If SB 30 merely puts what the Supreme Court has already said into a statute, why bother? Opponents asked the same question in 1995, when the Legislature codified the Court’s standards for awarding punitive damages. Of course, the Legislature included a cap on punitive damages as well, but SB 30 pointedly does not and could not without a three-fifths vote of both chambers. The purposes of codifying standards and definitions are: (1) to ensure long-term predictability and stability against future changes in the Court that might result in sudden change to the law (as repeatedly occurred in the 1980s); (2) to firmly impress upon trial courts and lawyers that they better stick to the statutory definitions or risk reversible error by not doing so; (3) to make sure that jury arguments stay within legal guardrails and not make appeals to irrational or inflammatory claims and statements (which the Gregory case condemns and SB 30 addresses by making such non-evidence-based arguments reversible error); and (4) to promote uniformity and consistent in judicial interpretations of the law. That’s it. That’s what SB 30 does with regard to noneconomic damages. There is no conspiracy, no hidden agenda. The bill simply outlines what the jury needs to know in order to reach a more objective, rational, and evidence-based determination of what are intrinsically subjective damages to begin with.

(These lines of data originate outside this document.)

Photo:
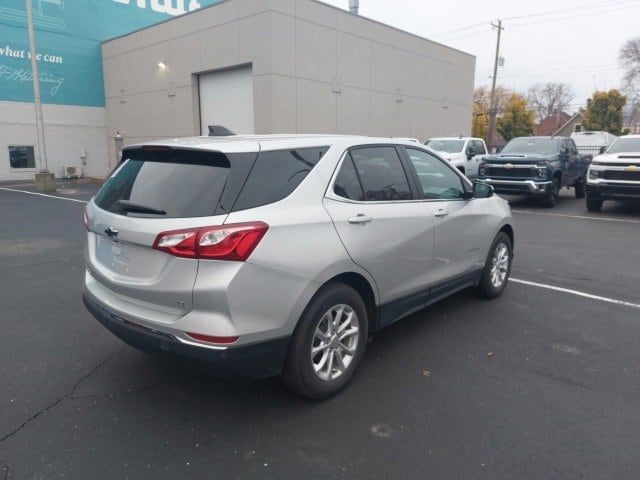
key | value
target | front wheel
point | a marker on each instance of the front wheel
(328, 344)
(497, 269)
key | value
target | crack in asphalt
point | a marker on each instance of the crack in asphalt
(124, 393)
(5, 470)
(62, 398)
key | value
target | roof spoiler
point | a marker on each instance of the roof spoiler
(219, 131)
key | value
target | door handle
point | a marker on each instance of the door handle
(360, 219)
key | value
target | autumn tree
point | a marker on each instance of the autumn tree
(547, 98)
(516, 119)
(629, 59)
(604, 112)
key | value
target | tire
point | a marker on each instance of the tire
(594, 204)
(551, 197)
(307, 374)
(492, 283)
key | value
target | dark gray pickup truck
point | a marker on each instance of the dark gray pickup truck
(536, 166)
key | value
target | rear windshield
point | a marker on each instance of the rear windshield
(276, 175)
(180, 183)
(448, 146)
(532, 145)
(191, 183)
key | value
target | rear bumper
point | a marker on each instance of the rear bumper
(262, 359)
(614, 191)
(518, 187)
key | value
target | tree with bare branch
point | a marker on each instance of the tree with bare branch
(548, 98)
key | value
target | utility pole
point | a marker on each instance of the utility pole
(493, 111)
(44, 179)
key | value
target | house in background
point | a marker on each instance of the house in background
(560, 124)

The virulence of the opposition to SB 30 has far more to do with the ways in which personal injury practice currently works than it does with promoting fairness and transparency in the system. If the Legislature enacts the bill, it will result in Texas juries being given the relevant information they need in order to make reasoned decisions that will hold up on appeal. It would seem to make no sense for the system to churn out huge verdicts that get overturned anyway, or at least that is what some of the opponents would have you think. Why do anything if the Supreme Court is just going to throw out these verdicts? For the simple reason that “nuclear” verdicts set the market. They make it impossible to evaluate risk. They force Texas businesses to take on more exposure at far higher costs than would exist if the verdicts were right in the first place. So why don’t we just design the system to produce the right result from the get-go? SB 30 does just that. The sky is not falling and will not fall. Legitimate claims will be paid. People who are hurt will be fairly and reasonably compensated, as the law requires. We will respect a jury’s intelligence, time, and service by giving them the relevant information straight. We will make the civil justice system operate faster and more efficiently. We will maintain a tort liability climate that is sustainable for both Texas businesses and deserving claimants.
Of course, SB 30 will never be acceptable to a sizable segment of the bar. We are seeing that play out in the social media frenzy surrounding it. As for the politics, we will simply say that in nearly 40 years of civil justice reform efforts, we are not aware of a single elected official who has suffered defeat because he or she supported reasonable reforms.